At the end of 2022, the $1.66 trillion omnibus spending bill made sure that the financial setup that helped get hospital-at-home programs off the the ground during the pandemic would not go away once the public health emergency ended.

But the Centers for Medicare & Medicaid Services’ (CMS) Acute Hospital Care at Home waiver is now just one part of the larger shift to high-acuity home-based care.

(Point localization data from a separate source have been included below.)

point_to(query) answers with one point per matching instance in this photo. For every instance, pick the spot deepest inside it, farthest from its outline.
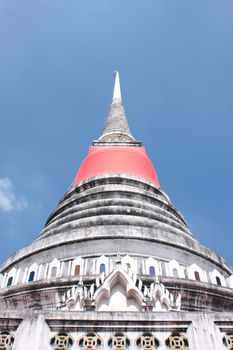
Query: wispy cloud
(8, 199)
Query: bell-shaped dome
(117, 160)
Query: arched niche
(118, 293)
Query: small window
(102, 268)
(152, 271)
(53, 272)
(128, 266)
(197, 276)
(31, 276)
(9, 282)
(77, 270)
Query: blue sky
(57, 63)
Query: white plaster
(128, 260)
(152, 262)
(102, 260)
(11, 273)
(78, 261)
(191, 273)
(215, 273)
(173, 264)
(34, 267)
(230, 281)
(54, 264)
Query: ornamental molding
(119, 291)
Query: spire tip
(117, 88)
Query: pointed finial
(117, 88)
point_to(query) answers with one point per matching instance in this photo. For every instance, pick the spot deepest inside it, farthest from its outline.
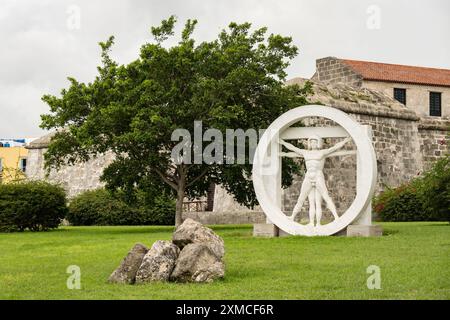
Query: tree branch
(166, 179)
(201, 175)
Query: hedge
(33, 205)
(102, 208)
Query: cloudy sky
(44, 41)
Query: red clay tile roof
(399, 73)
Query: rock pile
(194, 255)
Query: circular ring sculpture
(367, 175)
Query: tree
(235, 81)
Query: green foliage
(235, 81)
(435, 190)
(100, 207)
(400, 204)
(413, 257)
(425, 198)
(37, 206)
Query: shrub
(400, 204)
(435, 190)
(101, 207)
(425, 198)
(33, 205)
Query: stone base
(271, 230)
(364, 231)
(265, 230)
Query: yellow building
(13, 163)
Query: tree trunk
(180, 197)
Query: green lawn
(414, 259)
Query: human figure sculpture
(313, 185)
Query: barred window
(435, 104)
(400, 95)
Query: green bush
(400, 204)
(435, 190)
(100, 207)
(37, 206)
(425, 198)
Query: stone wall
(433, 139)
(405, 144)
(74, 179)
(332, 70)
(417, 96)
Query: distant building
(423, 90)
(13, 159)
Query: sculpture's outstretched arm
(291, 147)
(337, 146)
(290, 154)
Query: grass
(414, 259)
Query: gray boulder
(198, 263)
(126, 272)
(191, 231)
(158, 263)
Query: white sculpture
(313, 185)
(266, 173)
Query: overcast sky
(44, 41)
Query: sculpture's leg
(318, 207)
(304, 192)
(312, 206)
(322, 189)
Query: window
(23, 164)
(435, 104)
(400, 95)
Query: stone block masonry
(405, 143)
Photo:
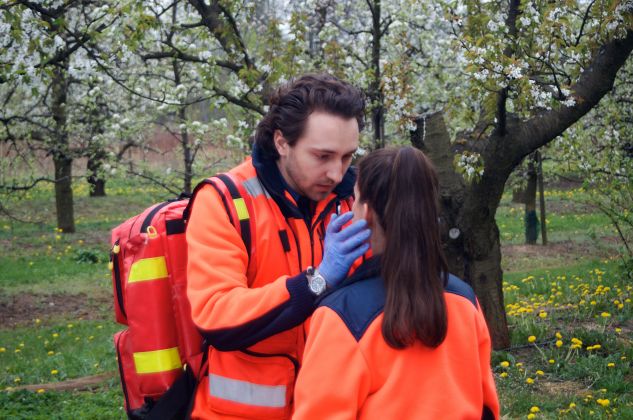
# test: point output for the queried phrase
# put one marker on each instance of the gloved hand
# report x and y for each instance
(342, 247)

While that funding mechanism remains, organizations are also finding new ways to fund hospital at home – and new models to bring into the home.

Medically Home – one of the early adopters of a business model tailored around enabling hospital-level care in the home – recently unveiled its “ED in Home” model, which is meant to bring emergency department care into a patient’s home.

“Our primary focus is to build the core chassis to decentralize care,” Medically Home CEO Rami Karjian told Home Health Care News. “So, what you’re seeing here with ED in Home is a natural extension of that primary focus to decentralized care to another use case.”

The Boston-based Medically Home partners with health plans, health systems and other providers to enable hospital-level care in the home, namely through coordinating in-home clinician visits and supplying the necessary technology, medication and equipment.

Its financial backers include the Mayo Clinic, Kaiser Permanente, Baxter International Inc. (NYSE: BAX), Global Medical Response and Cardinal Health Inc. (NYSE: CAH).

The ED in Home program was officially announced in January, though thousands of patients had already been cared for underneath it at that point. While it’s live in Massachusetts, Medically Home is actively working on bringing it to other states across the country, though Karjian declined to name specific ones at this point.

“Adding ED at Home is another use case, and it’s particularly powerful today, because of the access challenges that COVID exposed,” Karjian said. “Patients don’t want to go to the hospital, they don’t want to be in the hospital, they’re finding it harder and harder to get to a hospital. This brings the hospital front door to them in a way that inpatient care alone couldn’t.”

More payers getting involved

CMS and the Acute Hospital Care at Home waiver were the primary drivers of health systems delving into hospital at home in 2020 and 2021. But the model is no longer a niche service offering.

Because of home-based care’s ability to drive down costs, there’s an increasing amount of payers and providers willing to engage.

“The commercial payers are really starting to accelerate the rollout and adoption of this,” Karjian said. “We’ve had a number of the commercial payers in a number of states come to us and just say, ‘How can we work together, along with the health systems, to accelerate this and maybe even provide some of the funding that would allow this to progress?’ So, that’s very exciting.”